A máquina mediática amplifica este ruído tanto mais naturalmente quanto o seu ritmo se acelera e quanto já só sabe produzir temas ofegantes que possam reter a atenção e suscitar o voyeurismo, a compaixão embrutecida e o medo. A extrema-direita e o fundamentalismo religioso aproveitam muitas vezes a desordem geral e o protagonismo quase sistemático dos temas que lhe são caros. Combatentes rivais do «choque das civilizações», propagam a nostalgia de um regresso a um universo de tradições, de obediência, de fé. Defendem uma ordem social moldada e petrificada pelo culto da identidade, da terra, da guerra e dos mortos.
Aqui e ali, tentativas de evasão, de belas escapatórias, como na Grécia, embatem num bloco compacto de malevolência e de interditos. Os interesses em jogo são poderosos; a batalha, forçosamente desigual. Sair da armadilha exigiria uma visão clara das forças sociais a pôr em movimento, dos aliados a conquistar para a causa, das prioridades sobre as quais assentar a acção [1]. Ora, às referências que armaram os combates emancipadores do passado – a direita e a esquerda, o imperialismo e o progressismo, a etnia e o povo – parece aplicar-se melhor do que nunca uma observação do escritor Jean Paulhan: «Tudo foi dito. Sem dúvida. Se as palavras não tivessem mudado de sentido; e o sentido, de palavras» [2].
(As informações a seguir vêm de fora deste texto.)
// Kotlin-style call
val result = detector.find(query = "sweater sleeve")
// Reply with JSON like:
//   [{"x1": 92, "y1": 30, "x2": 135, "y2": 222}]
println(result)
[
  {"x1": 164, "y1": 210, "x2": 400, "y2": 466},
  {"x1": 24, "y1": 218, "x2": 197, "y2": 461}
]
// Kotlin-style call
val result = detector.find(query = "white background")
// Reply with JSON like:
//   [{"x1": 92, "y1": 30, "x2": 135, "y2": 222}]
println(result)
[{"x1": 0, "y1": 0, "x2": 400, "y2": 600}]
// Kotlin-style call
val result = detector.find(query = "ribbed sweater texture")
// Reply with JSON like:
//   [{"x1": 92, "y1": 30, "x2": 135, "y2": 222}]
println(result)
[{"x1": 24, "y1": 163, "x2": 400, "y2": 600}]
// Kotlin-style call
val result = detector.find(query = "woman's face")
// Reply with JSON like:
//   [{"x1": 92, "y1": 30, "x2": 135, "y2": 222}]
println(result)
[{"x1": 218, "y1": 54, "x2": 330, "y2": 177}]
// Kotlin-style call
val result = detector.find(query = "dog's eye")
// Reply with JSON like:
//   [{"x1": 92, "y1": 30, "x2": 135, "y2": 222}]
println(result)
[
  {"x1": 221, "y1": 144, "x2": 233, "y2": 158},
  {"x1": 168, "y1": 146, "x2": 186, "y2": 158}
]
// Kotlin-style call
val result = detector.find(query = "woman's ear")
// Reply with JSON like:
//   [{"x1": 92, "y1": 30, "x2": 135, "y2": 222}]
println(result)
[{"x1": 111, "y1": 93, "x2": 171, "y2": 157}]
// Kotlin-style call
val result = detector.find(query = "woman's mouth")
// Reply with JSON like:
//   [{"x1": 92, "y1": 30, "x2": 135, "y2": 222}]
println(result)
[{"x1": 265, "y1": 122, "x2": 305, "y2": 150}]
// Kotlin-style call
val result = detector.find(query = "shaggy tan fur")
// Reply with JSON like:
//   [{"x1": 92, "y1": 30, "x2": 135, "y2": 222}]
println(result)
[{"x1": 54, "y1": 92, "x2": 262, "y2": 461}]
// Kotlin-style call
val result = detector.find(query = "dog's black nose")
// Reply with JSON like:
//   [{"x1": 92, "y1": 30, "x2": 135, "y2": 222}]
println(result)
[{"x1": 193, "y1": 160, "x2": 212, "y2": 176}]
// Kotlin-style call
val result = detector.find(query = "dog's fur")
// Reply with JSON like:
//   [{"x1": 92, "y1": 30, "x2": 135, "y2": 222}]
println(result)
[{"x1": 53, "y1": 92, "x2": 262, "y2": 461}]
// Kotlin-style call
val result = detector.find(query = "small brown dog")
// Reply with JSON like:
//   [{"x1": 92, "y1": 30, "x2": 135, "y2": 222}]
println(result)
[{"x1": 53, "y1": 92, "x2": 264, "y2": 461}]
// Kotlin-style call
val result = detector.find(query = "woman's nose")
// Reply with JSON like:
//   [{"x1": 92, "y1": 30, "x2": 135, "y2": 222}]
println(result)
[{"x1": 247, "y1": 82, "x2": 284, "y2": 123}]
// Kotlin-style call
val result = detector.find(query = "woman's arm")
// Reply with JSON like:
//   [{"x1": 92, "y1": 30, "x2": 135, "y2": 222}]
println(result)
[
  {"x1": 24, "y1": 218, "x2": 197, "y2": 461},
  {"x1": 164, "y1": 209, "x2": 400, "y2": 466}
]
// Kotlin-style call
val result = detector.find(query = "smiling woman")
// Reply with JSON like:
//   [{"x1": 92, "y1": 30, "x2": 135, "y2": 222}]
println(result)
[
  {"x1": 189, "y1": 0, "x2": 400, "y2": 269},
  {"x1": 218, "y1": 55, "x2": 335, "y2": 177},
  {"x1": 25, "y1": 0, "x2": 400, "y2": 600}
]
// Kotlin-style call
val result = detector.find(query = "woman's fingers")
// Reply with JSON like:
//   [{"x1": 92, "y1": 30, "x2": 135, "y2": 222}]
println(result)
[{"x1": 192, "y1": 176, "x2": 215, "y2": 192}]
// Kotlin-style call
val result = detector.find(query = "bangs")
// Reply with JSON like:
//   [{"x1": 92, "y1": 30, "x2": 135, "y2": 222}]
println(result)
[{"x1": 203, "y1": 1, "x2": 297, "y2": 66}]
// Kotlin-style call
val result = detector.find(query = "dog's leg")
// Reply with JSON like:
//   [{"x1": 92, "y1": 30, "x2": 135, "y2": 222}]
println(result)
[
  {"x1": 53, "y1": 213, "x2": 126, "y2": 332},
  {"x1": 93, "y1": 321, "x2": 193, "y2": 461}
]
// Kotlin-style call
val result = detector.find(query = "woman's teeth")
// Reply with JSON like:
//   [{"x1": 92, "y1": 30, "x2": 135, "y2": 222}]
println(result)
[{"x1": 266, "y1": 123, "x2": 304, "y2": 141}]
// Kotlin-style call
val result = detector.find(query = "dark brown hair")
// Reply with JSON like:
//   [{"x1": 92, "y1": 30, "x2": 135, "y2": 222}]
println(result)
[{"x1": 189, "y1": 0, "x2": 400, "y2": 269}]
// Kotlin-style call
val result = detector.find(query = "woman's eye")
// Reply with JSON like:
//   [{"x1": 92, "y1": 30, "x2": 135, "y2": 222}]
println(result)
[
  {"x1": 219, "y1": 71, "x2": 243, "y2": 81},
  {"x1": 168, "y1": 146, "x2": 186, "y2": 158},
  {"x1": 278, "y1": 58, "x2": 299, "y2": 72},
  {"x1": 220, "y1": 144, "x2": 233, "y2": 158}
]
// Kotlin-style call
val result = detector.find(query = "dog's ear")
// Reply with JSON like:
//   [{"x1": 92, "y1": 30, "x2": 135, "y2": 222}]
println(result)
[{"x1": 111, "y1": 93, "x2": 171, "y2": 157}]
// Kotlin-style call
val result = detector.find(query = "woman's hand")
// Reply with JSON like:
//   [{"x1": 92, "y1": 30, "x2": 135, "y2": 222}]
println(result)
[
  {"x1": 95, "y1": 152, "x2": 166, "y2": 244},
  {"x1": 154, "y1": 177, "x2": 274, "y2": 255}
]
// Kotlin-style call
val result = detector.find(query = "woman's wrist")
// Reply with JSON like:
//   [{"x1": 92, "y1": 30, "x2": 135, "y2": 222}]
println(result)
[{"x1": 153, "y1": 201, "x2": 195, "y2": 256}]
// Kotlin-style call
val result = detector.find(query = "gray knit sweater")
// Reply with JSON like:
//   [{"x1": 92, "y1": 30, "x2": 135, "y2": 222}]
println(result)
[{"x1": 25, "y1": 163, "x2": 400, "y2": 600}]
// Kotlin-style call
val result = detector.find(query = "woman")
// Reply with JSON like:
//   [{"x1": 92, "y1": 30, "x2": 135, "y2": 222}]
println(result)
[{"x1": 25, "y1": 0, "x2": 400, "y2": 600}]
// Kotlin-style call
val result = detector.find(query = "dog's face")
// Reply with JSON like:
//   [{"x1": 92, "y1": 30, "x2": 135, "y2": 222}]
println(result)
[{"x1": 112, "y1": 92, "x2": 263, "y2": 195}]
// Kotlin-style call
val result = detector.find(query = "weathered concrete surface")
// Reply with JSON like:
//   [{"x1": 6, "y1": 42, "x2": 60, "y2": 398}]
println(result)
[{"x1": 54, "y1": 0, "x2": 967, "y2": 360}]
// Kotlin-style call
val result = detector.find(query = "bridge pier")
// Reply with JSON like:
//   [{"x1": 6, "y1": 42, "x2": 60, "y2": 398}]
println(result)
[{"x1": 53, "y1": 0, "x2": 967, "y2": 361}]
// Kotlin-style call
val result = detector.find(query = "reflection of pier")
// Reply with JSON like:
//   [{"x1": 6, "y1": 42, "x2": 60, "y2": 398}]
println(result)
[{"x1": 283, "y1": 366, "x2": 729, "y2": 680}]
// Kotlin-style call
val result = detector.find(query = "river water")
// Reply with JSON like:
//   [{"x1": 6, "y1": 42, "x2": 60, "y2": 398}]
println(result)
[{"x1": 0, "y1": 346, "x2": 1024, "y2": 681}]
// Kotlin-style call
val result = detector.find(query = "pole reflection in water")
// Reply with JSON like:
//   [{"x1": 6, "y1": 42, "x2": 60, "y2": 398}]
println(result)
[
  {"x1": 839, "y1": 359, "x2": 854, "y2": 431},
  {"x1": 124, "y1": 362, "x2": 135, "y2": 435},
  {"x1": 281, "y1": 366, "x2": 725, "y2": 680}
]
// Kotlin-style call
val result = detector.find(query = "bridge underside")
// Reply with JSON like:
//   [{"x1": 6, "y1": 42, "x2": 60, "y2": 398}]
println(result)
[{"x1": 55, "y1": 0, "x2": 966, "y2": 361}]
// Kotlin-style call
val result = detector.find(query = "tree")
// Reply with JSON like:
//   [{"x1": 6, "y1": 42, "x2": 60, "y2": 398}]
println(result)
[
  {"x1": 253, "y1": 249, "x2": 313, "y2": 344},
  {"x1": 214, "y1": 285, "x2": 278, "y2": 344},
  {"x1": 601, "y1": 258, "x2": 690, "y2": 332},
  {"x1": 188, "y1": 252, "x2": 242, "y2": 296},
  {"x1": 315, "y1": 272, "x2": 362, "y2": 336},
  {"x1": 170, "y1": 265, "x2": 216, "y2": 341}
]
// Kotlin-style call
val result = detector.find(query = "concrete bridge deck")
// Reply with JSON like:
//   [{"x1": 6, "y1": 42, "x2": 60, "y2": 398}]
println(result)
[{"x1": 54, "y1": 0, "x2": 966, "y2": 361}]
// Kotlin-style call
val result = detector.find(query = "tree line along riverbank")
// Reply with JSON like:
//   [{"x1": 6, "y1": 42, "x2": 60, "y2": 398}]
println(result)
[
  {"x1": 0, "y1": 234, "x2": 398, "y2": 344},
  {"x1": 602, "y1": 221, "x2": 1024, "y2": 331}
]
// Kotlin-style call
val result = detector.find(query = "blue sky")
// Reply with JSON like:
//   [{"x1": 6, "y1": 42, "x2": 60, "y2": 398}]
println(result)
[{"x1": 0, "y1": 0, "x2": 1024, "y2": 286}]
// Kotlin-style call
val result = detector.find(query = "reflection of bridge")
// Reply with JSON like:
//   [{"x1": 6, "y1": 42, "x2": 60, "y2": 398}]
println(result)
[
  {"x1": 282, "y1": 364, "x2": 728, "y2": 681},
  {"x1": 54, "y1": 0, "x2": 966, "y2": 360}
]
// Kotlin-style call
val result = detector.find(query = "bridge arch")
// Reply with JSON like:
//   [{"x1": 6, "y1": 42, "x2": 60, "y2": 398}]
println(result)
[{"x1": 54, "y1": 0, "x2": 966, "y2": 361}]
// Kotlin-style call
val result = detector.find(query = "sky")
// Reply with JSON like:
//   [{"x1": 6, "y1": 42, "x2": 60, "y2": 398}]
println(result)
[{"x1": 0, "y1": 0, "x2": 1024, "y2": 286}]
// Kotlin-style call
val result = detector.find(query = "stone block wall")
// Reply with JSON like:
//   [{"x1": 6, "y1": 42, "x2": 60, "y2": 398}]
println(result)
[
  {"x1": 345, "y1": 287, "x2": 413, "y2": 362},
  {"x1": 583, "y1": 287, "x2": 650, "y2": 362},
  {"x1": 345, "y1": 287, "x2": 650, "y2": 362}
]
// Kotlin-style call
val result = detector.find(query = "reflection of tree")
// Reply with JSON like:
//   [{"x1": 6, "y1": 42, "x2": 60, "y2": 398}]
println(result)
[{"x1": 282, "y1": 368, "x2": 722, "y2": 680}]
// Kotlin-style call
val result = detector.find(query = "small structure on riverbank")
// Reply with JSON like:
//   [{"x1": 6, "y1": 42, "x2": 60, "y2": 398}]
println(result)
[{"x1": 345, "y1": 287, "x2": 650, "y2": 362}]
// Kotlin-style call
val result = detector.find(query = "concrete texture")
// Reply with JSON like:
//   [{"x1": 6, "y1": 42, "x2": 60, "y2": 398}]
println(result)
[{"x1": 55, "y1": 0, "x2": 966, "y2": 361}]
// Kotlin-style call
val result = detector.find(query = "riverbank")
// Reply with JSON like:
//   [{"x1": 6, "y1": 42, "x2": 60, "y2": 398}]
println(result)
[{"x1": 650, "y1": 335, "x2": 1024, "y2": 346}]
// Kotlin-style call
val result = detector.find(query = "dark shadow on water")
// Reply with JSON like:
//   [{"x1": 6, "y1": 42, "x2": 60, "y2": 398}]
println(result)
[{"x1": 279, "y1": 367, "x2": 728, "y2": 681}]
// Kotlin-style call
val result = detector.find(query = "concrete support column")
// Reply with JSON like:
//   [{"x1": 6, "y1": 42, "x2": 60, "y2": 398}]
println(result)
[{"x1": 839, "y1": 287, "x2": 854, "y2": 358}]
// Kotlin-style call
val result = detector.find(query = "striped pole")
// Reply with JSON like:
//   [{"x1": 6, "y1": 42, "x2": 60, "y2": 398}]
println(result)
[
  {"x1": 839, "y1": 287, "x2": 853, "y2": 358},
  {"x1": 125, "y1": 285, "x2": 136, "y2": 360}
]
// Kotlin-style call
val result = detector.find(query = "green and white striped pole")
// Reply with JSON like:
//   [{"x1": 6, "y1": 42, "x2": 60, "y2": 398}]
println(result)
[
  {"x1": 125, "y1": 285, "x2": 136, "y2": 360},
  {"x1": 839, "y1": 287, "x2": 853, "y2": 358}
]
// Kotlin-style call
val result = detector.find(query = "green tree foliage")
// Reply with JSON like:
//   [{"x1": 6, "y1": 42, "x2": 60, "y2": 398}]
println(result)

França é um exemplo singular disto mesmo. Desde que a FN se tornou um dos principais partidos do país, o termo «tripartidarismo» reencontrou uma segunda juventude. Não fora um minúsculo detalhe: originalmente (1944-1947), o termo remetia para dois partidos que se reclamavam do marxismo e para um terceiro de centro-esquerda [3]…
O actual jogo a três desencadeou um concurso de amálgamas, com cada protagonista a pretender que os dois outros se uniram, pelo menos tacitamente, contra ele. «UMPS», repete a FN. «FNPS», objecta Nicolas Sarkozy. «UMPFN», corrigem muitos dirigentes de esquerda. O nevoeiro parece ser tanto mais impenetrável quando nenhuma das três imputações é completamente infundada. «Em matéria económica, a política de François Hollande é a mesma que a de Nicolas Sarkozy» [4], admite por exemplo Arnaud Montebourg, antigo ministro socialista, cuja perspicácia duplicou desde que foi afastado do governo, em Agosto último. União para um Movimento Popular (UMP) e Partido Socialista (PS) dão a impressão de se afrontarem em França, mas nenhum põe em causa os grandes parâmetros económicos e financeiros fixados pela União Europeia, parâmetros esses de que depende quase tudo o resto. (...)
domingo 10 de Maio de 2015, " Le Monde Diplomatique
Notas
[1] Ler «Estratégia para uma reconquista», Le Monde diplomatique – edição portuguesa, Setembro de 2013.
[2] Jean Paulhan, Enigmes de Perse, Babel, Paris, 1992.
[3] O Partido Comunista Francês (PCF), a Secção Francesa da Internacional Operária (SFIO) e o Movimento Republicano Popular (MRP).
[4Les Échos, Paris, 1 de Abril de 2015.